Pour ne pas s’y perdre, voici un résumé des différents régimes qui s’offrent à vous…
Le régime de la communauté réduite aux acquêts:
C’est le régime le plus adopté par les français, puiqu’il s’agit en fait du régime par défaut.
Pour résumer, chacun reste propriétaire des biens acquis avant le mariage, et ce qui est acquis durant le mariage est commun. Ainsi, si l’un des époux contracte des dettes, cela engage les biens propres ainsi que les biens communs.
En cas de séparation ou de divorce, chacun récupère ses biens propres, et la moitié des biens communs.
Le régime de la communauté universelle:
Dans ce régime, les biens des époux sont fusionnés, que ce soient des biens acquis avant, ou pendant le mariage. Les époux n’ont donc plus aucun bien personnel, mis à part les biens légués ou cédés à titre personnel. Les dettes sont évidemment totalement communes.

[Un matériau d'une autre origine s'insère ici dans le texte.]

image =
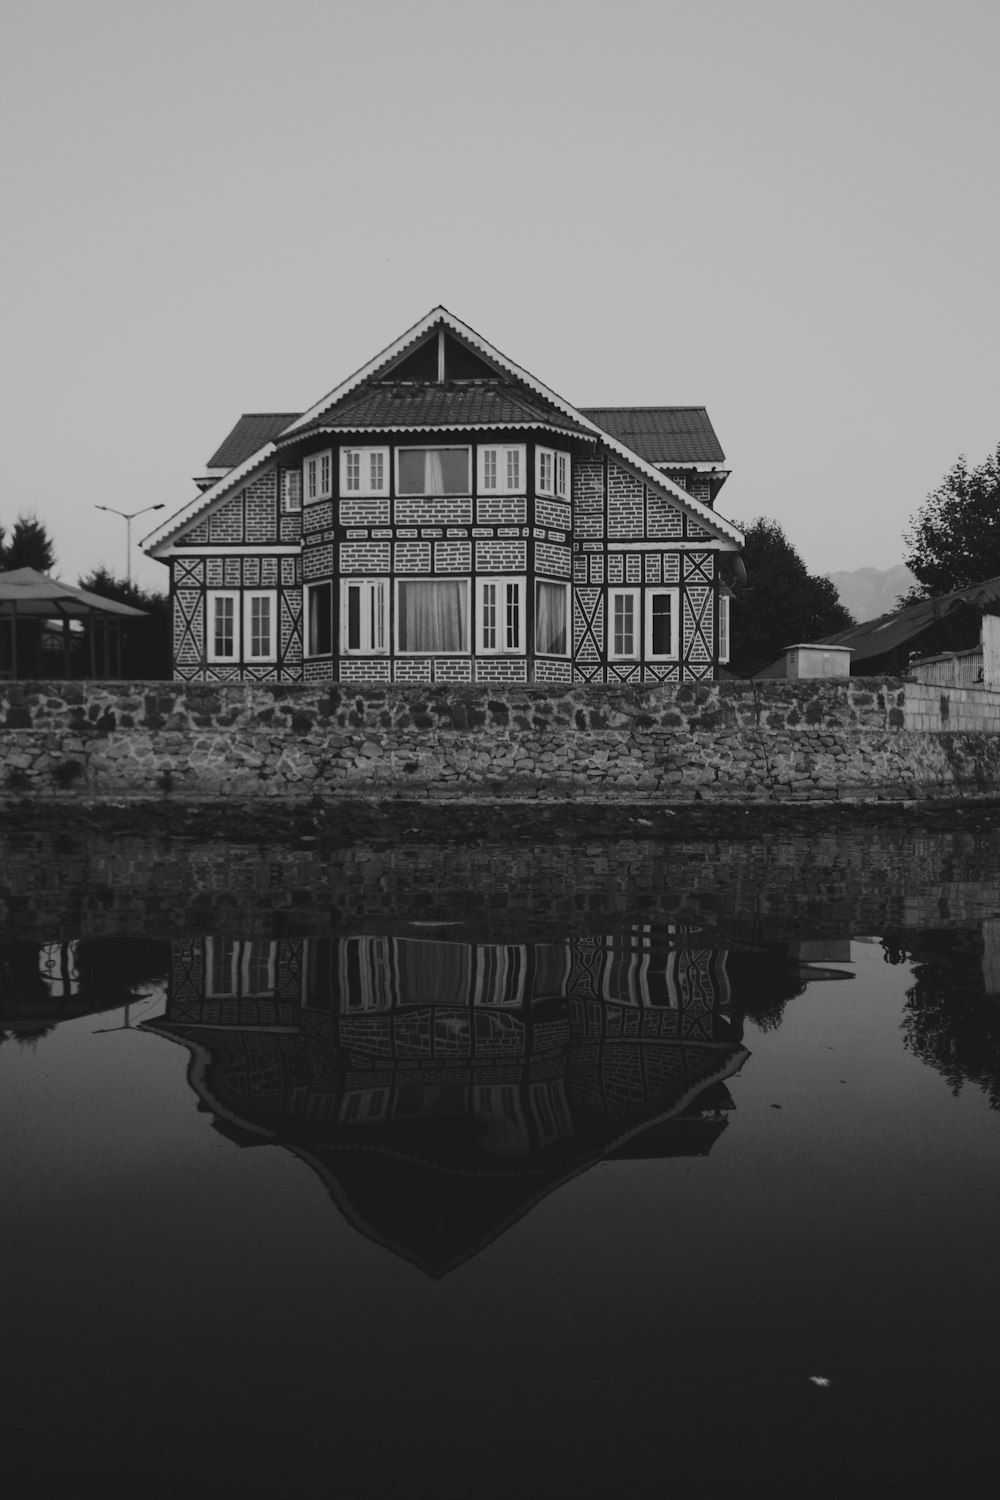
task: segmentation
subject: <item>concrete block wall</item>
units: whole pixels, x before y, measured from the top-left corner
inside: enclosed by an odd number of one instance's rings
[[[7,799],[740,803],[1000,792],[1000,693],[893,679],[7,683],[0,724]]]

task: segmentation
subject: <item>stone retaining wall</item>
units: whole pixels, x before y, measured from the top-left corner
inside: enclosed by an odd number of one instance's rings
[[[1000,790],[1000,693],[898,679],[644,687],[0,685],[0,796],[689,802]]]

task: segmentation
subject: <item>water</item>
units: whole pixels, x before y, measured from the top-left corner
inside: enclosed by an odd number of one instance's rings
[[[992,1495],[995,834],[3,856],[5,1494]]]

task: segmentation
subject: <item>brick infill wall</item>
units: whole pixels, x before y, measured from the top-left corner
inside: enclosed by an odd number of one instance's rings
[[[1000,692],[0,685],[0,798],[813,801],[1000,793]]]

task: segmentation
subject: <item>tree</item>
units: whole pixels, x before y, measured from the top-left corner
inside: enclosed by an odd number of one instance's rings
[[[973,468],[961,455],[913,516],[903,541],[918,586],[901,603],[1000,575],[1000,443]]]
[[[95,568],[80,579],[80,587],[102,599],[130,604],[146,611],[147,619],[122,622],[122,671],[126,677],[139,679],[168,678],[172,675],[170,659],[170,599],[152,589],[140,588],[125,578],[117,578],[108,568]]]
[[[736,522],[746,537],[747,581],[737,583],[730,606],[730,665],[752,677],[796,641],[817,641],[854,624],[828,578],[806,568],[777,521],[758,516]]]
[[[0,567],[37,568],[39,573],[51,573],[56,565],[55,548],[37,516],[18,516],[6,546],[3,535],[0,530]]]

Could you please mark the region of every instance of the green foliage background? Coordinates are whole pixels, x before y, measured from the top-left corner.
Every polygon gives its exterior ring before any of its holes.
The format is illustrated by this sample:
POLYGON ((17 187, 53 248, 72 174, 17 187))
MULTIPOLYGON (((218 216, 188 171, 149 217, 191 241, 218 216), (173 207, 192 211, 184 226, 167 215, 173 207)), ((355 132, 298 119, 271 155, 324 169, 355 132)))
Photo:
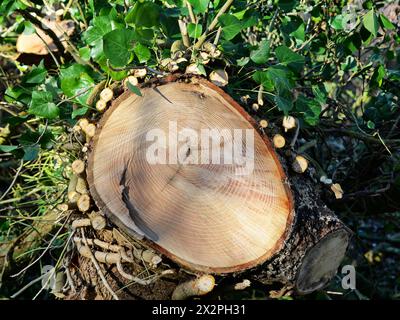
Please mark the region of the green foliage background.
MULTIPOLYGON (((291 148, 309 159, 316 177, 341 184, 343 199, 335 200, 327 186, 321 190, 356 233, 347 262, 358 266, 360 289, 343 292, 338 276, 331 289, 339 294, 327 289, 312 298, 399 298, 398 1, 235 0, 222 14, 223 0, 188 1, 196 21, 186 1, 1 2, 1 192, 22 169, 0 200, 0 241, 18 237, 29 218, 63 202, 63 170, 77 155, 62 145, 80 117, 98 118, 88 103, 97 84, 121 85, 138 66, 155 76, 174 64, 180 72, 195 64, 204 76, 225 70, 225 90, 256 120, 272 124, 267 134, 284 115, 296 117, 291 148), (51 16, 57 9, 75 23, 65 52, 33 65, 8 59, 16 37, 35 32, 24 13, 51 16), (187 23, 189 48, 182 47, 179 19, 187 23), (216 28, 207 32, 214 19, 216 28), (204 58, 204 46, 195 48, 204 33, 221 55, 204 58), (255 109, 260 96, 263 105, 255 109)), ((57 238, 60 244, 67 235, 57 238)), ((41 250, 27 254, 33 259, 41 250)), ((33 275, 20 277, 21 283, 24 277, 33 275)), ((267 296, 263 290, 248 294, 267 296)))

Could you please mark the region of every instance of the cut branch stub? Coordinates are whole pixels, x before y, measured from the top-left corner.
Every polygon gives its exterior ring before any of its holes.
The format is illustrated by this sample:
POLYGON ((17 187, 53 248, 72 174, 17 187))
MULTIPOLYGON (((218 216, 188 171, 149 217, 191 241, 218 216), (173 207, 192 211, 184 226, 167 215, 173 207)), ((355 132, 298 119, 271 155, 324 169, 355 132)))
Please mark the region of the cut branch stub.
POLYGON ((228 273, 263 263, 283 247, 293 221, 281 165, 257 124, 221 89, 174 80, 144 87, 142 96, 126 92, 104 114, 88 163, 91 194, 119 227, 186 268, 228 273), (204 129, 214 130, 207 141, 204 129), (235 130, 246 163, 229 147, 238 144, 235 130), (163 152, 165 163, 149 161, 150 153, 161 162, 163 152))

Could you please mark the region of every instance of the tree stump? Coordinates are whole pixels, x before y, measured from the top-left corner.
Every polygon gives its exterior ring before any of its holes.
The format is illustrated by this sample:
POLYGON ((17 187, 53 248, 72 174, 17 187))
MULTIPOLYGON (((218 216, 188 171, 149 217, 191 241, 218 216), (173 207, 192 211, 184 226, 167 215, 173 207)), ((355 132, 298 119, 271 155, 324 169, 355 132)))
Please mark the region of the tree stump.
POLYGON ((202 78, 150 82, 102 116, 88 159, 90 193, 121 231, 190 273, 320 289, 350 231, 306 175, 295 175, 293 188, 258 129, 202 78))

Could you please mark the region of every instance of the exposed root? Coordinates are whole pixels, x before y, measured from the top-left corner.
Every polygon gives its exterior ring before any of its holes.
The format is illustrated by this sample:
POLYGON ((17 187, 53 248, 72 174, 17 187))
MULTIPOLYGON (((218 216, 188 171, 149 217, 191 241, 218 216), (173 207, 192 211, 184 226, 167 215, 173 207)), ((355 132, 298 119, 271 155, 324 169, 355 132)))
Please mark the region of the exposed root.
POLYGON ((83 243, 85 244, 86 248, 89 249, 87 253, 88 253, 89 256, 90 256, 90 260, 92 260, 92 262, 93 262, 93 264, 94 264, 94 266, 95 266, 95 268, 96 268, 96 270, 97 270, 97 273, 98 273, 99 276, 100 276, 101 281, 103 282, 103 284, 104 284, 104 286, 106 287, 106 289, 107 289, 107 290, 110 292, 110 294, 113 296, 113 298, 114 298, 115 300, 119 300, 119 298, 118 298, 118 296, 116 295, 116 293, 111 289, 110 285, 108 284, 106 278, 104 277, 103 271, 101 270, 101 268, 100 268, 100 266, 99 266, 99 263, 97 262, 95 256, 93 255, 92 251, 90 250, 90 248, 89 248, 89 246, 88 246, 88 243, 87 243, 87 241, 86 241, 85 232, 83 231, 83 229, 81 230, 81 234, 82 234, 83 243))

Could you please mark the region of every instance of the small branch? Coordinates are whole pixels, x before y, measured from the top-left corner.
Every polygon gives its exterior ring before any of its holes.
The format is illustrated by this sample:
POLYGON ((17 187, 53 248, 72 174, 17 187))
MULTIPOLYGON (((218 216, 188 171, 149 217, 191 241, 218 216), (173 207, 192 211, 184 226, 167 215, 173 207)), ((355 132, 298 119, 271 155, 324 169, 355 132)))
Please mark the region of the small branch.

C’est le régime le plus simple, qui bénéficie d’une fiscalité avantageuse en cas de décès de l’un des époux.
Attention toutefois, les enfants ne pourrons hériter qu’après décès du second époux.
Ce régime est fortement déconseillé aux familles ayant des enfants d’un précédent mariage, car il peut créer de nombreux conflits en cas de décès.
Le régime de la séparation de biens:
Ici, chacun des époux peut jouir librement de ses biens et en a la propriété pleine.
On a donc une stricte répartition des biens, qu’ils soient acquis avant ou pendant le mariage.
Dans le cas des biens achetés ensemble, ceux-ci appartiennent à chacun au prorata de son apport.
Chaque époux est donc le propre responsable de ses dettes.
Ce régime passe nécessairement par l’établissement d’un contrat de mariage, ou le cas échéant d’un changement de régime matrimonial après le mariage.
Ce contrat facilite beaucoup les séparations et divorces, mais laisse parfois l’un des époux ne possèdant pas de capital propre totalement démuni.
Vous avez maintenant toutes les clés en main pour choisir le bon régime pour votre mariage, et profiter ainsi pleinement de votre union! Plein de bonheur à tous!